Viene sciolto in questo modo un contrasto che aveva visto contrapposte le Sezioni semplici della Corte e che era stato espresso da una pluralità di sentenze. Nel primo orientamento si sottolineava l’impossibilità di procedere a revoca della sentenza, sulla base di quanto stabilito dall’articolo 673 del Codice di procedura penale, nei casi in cui l'abrogazione della norma incriminatrice avviene prima della decisione del giudice. In questo caso, infatti, si tratterebbe di un errore dell’autorità giudiziaria non rimediabile in sede di esecuzione. A disposizione ci sarebbero invece stati gli ordinari mezzi di impugnazione previsti per la fase della cognizione.

In questo filone va collocata anche la sentenza della Corte costituzionale n. 230 del 2012 che ha respinto come infondato il dubbio di costituzionalità dell’articolo 673 perchè non comprende tra le ipotesi di revoca della sentenza di condanna anche il cambiamento di giurisprudenza prodotto da una pronuncia delle Sezioni unite che esclude la rilevanza penale del fatto giudicato.
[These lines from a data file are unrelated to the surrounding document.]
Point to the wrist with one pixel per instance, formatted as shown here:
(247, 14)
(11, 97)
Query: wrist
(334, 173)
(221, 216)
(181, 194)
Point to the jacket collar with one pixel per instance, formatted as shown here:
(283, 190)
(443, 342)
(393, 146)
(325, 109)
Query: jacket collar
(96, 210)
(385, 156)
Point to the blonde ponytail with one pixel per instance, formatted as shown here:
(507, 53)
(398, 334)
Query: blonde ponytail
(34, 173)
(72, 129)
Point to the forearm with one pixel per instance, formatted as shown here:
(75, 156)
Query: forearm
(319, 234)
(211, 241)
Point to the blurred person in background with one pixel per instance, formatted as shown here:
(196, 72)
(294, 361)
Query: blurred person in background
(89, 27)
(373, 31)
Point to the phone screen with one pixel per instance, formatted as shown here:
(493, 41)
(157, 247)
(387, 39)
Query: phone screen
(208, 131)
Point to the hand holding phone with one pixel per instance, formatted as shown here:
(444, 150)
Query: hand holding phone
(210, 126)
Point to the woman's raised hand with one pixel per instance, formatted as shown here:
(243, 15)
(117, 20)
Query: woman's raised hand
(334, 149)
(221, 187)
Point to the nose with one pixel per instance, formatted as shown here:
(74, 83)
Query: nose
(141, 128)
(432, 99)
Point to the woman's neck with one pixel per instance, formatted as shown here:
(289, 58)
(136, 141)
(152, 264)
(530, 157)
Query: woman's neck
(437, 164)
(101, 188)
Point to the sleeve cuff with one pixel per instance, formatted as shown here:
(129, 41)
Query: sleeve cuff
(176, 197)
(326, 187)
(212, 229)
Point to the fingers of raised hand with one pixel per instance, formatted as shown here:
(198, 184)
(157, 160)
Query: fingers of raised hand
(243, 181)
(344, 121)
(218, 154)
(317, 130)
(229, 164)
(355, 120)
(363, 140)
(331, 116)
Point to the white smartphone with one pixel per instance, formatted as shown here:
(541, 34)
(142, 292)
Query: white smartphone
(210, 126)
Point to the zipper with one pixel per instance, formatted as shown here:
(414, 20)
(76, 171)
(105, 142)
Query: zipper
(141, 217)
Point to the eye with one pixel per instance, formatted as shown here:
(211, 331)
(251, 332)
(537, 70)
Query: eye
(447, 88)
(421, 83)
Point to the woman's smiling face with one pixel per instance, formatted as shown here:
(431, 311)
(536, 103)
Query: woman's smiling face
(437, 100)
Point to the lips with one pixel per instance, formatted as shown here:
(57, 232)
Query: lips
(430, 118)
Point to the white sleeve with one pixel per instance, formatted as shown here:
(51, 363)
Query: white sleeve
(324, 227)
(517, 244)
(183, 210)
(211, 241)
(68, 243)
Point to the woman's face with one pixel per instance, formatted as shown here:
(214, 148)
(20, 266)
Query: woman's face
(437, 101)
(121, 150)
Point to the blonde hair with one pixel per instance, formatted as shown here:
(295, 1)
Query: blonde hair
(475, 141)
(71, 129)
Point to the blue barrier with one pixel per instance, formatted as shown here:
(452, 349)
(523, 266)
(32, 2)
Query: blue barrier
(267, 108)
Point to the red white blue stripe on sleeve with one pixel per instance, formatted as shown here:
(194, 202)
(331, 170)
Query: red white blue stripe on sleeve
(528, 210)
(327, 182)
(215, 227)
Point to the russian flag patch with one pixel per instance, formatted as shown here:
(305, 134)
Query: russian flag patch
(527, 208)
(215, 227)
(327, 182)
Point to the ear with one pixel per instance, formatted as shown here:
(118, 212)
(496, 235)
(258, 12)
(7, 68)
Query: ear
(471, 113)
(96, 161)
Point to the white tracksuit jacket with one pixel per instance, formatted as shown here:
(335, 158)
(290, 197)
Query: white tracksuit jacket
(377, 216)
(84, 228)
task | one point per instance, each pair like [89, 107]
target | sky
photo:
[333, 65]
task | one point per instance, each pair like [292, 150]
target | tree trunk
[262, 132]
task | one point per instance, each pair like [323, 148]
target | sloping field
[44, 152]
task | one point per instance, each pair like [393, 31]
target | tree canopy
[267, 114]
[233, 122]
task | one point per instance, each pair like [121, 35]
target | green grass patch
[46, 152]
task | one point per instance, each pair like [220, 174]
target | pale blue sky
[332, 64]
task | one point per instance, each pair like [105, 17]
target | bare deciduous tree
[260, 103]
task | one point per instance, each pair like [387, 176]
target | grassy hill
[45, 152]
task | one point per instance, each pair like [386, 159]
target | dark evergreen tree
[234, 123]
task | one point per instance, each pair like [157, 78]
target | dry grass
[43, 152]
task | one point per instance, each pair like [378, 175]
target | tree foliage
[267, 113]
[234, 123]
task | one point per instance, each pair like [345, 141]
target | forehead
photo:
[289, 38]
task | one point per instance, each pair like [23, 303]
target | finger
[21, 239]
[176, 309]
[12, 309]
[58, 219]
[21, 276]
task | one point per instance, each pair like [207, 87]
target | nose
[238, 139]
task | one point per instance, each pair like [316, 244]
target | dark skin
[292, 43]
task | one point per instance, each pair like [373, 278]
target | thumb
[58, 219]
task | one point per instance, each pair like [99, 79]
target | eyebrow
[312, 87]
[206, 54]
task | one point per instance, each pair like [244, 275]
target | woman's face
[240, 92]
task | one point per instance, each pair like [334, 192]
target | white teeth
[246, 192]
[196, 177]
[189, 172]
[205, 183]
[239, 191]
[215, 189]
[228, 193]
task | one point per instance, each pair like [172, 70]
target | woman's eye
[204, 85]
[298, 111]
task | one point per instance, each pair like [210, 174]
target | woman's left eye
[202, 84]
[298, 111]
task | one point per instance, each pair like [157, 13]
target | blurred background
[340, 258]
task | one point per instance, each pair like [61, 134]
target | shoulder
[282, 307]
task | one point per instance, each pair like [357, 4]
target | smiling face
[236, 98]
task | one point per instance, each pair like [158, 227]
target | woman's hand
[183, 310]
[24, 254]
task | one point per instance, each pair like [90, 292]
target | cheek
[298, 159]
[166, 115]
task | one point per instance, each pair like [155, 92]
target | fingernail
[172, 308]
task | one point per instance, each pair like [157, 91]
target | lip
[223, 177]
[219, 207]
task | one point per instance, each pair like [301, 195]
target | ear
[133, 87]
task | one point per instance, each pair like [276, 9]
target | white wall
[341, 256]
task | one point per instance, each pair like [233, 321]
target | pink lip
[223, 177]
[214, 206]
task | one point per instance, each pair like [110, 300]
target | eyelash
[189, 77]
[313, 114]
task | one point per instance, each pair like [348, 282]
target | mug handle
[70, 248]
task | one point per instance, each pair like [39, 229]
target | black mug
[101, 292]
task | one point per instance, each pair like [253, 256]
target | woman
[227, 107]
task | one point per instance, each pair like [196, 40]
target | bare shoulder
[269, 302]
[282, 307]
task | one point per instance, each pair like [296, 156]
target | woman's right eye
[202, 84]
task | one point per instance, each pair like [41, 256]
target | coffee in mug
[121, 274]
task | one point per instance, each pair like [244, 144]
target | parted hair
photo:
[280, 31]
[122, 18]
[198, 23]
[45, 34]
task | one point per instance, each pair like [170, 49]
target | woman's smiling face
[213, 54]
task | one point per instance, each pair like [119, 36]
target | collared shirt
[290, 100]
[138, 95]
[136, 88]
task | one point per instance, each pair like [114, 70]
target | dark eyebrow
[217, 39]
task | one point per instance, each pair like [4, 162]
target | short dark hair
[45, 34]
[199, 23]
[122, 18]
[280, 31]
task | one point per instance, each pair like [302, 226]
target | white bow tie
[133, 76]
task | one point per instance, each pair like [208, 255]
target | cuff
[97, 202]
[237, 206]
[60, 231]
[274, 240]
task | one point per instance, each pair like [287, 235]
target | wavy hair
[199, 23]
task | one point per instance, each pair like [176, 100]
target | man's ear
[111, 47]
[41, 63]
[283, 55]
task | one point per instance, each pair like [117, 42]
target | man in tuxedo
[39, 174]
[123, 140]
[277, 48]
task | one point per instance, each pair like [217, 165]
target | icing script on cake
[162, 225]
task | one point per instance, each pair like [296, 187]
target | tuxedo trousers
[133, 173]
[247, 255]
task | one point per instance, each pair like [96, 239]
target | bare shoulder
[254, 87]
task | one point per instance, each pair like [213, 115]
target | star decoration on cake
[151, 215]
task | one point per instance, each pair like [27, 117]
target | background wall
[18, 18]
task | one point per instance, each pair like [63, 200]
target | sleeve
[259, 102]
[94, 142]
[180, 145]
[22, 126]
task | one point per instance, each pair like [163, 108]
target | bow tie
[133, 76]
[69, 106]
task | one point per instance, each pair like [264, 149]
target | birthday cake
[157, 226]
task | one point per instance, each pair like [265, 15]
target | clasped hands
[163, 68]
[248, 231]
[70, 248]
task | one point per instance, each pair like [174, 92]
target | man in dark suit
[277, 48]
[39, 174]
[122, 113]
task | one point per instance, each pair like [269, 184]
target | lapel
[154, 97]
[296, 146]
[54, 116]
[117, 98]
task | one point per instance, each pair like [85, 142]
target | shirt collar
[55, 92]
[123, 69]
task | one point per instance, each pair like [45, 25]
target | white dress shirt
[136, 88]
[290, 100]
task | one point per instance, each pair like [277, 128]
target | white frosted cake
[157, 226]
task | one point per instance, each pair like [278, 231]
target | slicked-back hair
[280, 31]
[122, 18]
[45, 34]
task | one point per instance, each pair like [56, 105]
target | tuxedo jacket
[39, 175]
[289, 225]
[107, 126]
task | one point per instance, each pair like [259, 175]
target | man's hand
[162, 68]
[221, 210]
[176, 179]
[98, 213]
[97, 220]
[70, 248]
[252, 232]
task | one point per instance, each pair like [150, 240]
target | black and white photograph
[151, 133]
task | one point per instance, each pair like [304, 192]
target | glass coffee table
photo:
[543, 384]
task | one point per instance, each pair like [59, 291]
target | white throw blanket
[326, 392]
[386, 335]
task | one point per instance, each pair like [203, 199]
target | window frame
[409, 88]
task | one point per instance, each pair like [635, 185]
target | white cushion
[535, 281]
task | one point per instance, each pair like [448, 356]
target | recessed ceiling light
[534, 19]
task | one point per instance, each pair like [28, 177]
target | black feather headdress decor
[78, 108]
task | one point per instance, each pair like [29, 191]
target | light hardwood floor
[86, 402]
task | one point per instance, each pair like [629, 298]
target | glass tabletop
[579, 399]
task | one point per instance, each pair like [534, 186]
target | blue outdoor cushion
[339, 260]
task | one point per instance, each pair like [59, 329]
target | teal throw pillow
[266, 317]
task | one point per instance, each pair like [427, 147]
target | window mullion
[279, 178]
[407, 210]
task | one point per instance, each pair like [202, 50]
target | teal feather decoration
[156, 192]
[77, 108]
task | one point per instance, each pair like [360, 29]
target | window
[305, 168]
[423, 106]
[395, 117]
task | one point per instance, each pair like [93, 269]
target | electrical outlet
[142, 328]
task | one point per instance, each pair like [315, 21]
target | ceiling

Un altro orientamento, quello poi fatto proprio dalle Sezioni unite, anche se le motivazioni saranno disponibili solo tra qualche tempo, sostengono che la revoca della condanna per abolizione del reato deve essere disposta anche quando la condanna è pronunciata per errore dopo l’avvenuta abrogazione. L’assunto di base è che nè l’articolo 673 del Codice di procedura nè l’articolo 2 del Codice penale distinguono tra giudicato formatosi prima o dopo la soppressione del reato.

Nell’ordinanza che ha rinviato la questione alle Sezioni unite, la n. 24399/15 della Prima sezione penale, si sottolineava peraltro che quest’ultima linea sembra rifarsi a quelle osservazioni della dottrina in base alle quali in realtà l’applicazione dell’articolo 673 non ha come conseguenza innovazioni profonde, fatta salva un’ancor più radicale incrinatura al principio dell’autorità del giudicato a causa della cancellazione della condanna o di proscioglimento con formule meno favorevoli.

La stessa sentenza della Corte costituzionale e le sue argomentazioni potrebbero essere aggirate valorizzando il fatto che in questo caso si tratta di una vera e propria abolitio criminis provocata dalla successione di leggi penali nel tempo (era in questione la mancata esibizione di documento d’identità da parte di una cittadina extracomunitaria irregolarmente soggiornante in Italia) e non invece un più gestibile cambiamento della giurisprudenza.